The particular sort of virus being targeted here, the lentivirus, is among the most challenging that humans face. With HIV being the prime example, these viruses work by invading healthy host immune cells and setting up shop, integrating themselves into the host's genome itself (the human genome). Once integrated, the virus just sort of blends in and becomes part of a latent infection, foiling any further potential immune response just by being really good at hiding out and by being patient.

This latency, where the virus just hangs out in an immune cell disguise, is part of the whole problem of treating and curing HIV. If the virus is latent, it's invisible to the immune system and, similarly, to treatments. We can beat down the active virus well enough—via highly-active antiretroviral therapy, an ability existing since the mid-'90s that's effectively turned HIV from an immanently deadly infection into a chronic, manageable infection—but we can't get rid of it.

This is why HIV treatment requires rigorous daily maintenance; left to its own devices, the virus will eventually start replicating and attacking, beating the immune system down until HIV infection becomes AIDS, which is where lives start being lost. So, managing the infection means continually, actively beating into if not into submission, than latency.

"Patients normally need to drugs every day or every week for their whole lives, because of the HIV that can be latent," Liao notes in a Salk Institute statement. "This costs money, time and effort."
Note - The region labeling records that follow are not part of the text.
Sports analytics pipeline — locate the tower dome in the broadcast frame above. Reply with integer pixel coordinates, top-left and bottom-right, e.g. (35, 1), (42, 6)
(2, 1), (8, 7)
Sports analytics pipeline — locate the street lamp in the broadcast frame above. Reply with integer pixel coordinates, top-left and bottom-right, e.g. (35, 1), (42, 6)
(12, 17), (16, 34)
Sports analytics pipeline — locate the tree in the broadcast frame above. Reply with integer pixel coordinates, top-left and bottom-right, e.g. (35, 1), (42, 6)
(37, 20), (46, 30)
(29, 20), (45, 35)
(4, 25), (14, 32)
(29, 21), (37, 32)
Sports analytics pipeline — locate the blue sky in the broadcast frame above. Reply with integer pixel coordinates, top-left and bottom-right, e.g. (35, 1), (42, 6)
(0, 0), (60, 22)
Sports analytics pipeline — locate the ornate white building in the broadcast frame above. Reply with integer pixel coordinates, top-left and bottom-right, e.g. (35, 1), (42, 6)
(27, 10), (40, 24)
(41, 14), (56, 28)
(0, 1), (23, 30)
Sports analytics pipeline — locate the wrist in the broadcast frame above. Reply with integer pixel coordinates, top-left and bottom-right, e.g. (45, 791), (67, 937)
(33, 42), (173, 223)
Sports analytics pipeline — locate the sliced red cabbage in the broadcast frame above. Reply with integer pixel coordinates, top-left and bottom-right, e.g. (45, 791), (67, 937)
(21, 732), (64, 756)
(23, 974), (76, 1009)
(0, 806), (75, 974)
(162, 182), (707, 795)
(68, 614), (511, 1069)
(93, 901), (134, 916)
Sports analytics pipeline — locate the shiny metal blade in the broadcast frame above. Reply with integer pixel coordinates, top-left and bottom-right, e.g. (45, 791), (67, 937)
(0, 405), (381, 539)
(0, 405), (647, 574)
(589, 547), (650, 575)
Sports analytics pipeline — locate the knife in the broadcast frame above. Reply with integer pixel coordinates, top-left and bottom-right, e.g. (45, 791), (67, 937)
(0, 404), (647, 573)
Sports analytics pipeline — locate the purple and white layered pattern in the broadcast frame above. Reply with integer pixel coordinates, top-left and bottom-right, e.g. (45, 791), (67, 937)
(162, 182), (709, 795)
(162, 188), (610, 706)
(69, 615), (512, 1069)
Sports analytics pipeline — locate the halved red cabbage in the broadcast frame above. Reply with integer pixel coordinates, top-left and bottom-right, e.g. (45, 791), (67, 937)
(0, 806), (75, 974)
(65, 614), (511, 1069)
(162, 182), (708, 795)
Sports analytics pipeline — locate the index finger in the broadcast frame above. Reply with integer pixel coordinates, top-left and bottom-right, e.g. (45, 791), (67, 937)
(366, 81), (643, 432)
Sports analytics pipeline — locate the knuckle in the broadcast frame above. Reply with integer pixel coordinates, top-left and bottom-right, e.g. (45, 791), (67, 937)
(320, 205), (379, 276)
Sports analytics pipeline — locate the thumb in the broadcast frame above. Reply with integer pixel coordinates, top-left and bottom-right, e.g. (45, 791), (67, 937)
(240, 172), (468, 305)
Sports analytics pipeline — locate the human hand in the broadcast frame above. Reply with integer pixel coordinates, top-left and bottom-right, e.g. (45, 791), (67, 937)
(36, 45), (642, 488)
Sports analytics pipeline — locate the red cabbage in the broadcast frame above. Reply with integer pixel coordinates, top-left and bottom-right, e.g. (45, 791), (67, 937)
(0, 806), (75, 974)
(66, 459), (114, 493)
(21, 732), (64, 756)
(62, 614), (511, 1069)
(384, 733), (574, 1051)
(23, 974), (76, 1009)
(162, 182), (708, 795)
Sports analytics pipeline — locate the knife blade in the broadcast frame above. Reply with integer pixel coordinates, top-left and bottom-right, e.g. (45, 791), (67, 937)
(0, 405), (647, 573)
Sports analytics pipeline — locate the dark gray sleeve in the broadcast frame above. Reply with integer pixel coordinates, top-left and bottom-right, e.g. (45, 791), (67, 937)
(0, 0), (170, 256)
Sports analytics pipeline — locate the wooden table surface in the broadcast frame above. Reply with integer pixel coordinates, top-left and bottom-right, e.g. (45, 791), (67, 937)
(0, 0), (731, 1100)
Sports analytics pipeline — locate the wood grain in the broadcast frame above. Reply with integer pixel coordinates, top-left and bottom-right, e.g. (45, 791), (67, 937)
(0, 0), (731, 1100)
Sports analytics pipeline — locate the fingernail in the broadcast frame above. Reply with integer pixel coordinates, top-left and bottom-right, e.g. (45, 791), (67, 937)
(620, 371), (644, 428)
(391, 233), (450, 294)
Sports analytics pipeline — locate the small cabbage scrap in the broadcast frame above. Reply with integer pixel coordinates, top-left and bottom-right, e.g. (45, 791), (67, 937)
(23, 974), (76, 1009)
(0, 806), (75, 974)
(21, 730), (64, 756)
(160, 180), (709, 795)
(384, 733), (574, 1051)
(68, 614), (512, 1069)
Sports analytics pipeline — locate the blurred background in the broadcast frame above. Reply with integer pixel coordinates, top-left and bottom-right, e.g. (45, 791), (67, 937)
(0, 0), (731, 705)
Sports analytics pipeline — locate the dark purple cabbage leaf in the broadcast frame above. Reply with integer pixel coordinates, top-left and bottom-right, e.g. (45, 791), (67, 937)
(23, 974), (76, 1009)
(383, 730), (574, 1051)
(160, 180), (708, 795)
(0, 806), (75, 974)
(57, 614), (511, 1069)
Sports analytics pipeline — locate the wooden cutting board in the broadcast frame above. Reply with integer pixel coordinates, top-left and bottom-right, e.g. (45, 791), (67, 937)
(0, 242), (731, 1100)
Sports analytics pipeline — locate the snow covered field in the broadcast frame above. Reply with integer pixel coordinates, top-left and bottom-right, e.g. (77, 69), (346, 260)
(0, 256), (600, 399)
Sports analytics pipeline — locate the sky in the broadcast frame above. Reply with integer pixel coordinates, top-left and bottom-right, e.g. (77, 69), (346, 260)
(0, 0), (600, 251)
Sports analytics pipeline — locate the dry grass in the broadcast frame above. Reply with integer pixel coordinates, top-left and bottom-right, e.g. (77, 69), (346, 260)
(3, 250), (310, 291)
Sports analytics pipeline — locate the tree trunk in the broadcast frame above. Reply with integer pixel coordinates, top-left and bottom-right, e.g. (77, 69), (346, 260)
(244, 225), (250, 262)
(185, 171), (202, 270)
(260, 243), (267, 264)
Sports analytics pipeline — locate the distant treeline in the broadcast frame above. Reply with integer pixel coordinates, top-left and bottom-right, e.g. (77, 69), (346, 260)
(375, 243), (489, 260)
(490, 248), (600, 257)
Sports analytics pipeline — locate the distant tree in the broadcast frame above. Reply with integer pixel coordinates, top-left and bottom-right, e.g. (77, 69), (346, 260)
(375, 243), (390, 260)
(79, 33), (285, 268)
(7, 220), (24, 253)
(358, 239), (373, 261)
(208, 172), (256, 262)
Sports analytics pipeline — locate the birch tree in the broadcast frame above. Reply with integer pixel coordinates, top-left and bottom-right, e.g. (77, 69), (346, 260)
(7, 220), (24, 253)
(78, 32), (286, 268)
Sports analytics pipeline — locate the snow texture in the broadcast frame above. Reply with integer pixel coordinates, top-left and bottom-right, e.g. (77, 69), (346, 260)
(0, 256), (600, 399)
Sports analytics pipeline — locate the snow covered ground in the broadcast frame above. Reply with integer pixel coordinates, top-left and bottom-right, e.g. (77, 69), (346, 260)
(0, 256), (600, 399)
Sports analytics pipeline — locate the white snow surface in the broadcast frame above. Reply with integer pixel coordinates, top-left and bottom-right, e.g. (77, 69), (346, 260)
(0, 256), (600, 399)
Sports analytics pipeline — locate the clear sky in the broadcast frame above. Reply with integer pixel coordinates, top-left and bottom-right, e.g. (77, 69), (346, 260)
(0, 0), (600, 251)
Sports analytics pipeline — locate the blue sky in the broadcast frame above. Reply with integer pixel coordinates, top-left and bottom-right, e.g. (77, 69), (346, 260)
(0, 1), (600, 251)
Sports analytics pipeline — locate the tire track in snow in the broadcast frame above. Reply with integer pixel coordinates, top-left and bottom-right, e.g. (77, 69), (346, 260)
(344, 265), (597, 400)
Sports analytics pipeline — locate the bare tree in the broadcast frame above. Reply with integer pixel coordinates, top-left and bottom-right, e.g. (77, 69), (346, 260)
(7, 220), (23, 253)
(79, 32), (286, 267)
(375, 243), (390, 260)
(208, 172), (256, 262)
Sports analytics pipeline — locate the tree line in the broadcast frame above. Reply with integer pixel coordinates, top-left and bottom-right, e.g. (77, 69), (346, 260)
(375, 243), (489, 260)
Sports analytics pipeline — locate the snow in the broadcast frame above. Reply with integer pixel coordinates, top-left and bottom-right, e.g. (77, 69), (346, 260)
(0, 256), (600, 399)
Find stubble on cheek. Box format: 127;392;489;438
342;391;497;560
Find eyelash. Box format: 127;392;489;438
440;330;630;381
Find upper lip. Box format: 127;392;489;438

Bacteria are way ahead, however. With CRISPR, bacteria are able to dictate the required molecular slices and cuts to neutralize lentiviruses at their base-level dormant state. This is achieved using what's known as guide RNAs, which are just instructions for where those cuts should go to be the most effective. Liao and his group were able to hack this part of the CRISPR system, redirecting those cuts to be most effective against HIV, inactivating the virus as it lies in wait.

The effect is of "editing out" HIV from the human genome. A lentivirus without a place to wait and hide is, thus, quite suddenly just a normal, vulnerable virus.

None of this is that easy, of course. HIV is also characterized by its adaptability. This allows the virus to evade potential defenses by outrunning them, in a sense. This aspect remains an open question. "The HIV virus can mutate very quickly," says Liao. "If we target multiple regions at the same time, we reduce the chance that the virus can develop resistance."